Russia’s “Reverse Motion” brought forward

8 Sep, 2010 08:14 / Updated 14 years ago

A Russian action drama about war and family has been awarded at the 34th Montreal World Film Festival in Canada.

The psychological suspense thriller Reverse Motion, from debut director Andrey Stempkovsky, has picked up a Silver Zenith for First Fiction Feature.

It focuses on a mother who finds out that her only son has gone missing in a combat hot-spot while completing his military service. A fellow soldier confirms that the conscript has most likely been killed. As time goes by, the woman notices a homeless boy, a migrant worker with a damaged hand, whom she takes in to care for. Things change even more dramatically when her miraculously-survived son comes back home too.

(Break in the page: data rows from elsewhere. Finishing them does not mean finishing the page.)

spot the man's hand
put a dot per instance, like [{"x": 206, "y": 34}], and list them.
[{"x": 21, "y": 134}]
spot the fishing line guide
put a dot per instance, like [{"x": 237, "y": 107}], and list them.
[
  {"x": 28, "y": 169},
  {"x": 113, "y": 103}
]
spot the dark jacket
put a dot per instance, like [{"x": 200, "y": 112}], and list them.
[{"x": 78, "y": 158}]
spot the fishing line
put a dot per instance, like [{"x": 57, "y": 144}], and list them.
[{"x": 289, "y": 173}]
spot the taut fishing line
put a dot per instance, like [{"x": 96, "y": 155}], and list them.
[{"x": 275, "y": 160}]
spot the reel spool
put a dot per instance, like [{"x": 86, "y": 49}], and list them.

The film’s director, Andrey Stempkovsky, was quoted as saying that the main challenge was to make an unconventional film about war. “We wanted to take a very different look at the inner nuts and bolts of the human soul of a person who returns from war and gets involved in the daily course of events."

It looks like the 35-year-old director, who worked as a journalist and photographer before he tried his hand at cinema and made several short films, has succeeded in producing a film that does not conform to a type.

Earlier this year “Reverse Motion” has already picked up the Best Scenario award at the Kinotavr festival in the Southern Russian city of Sochi.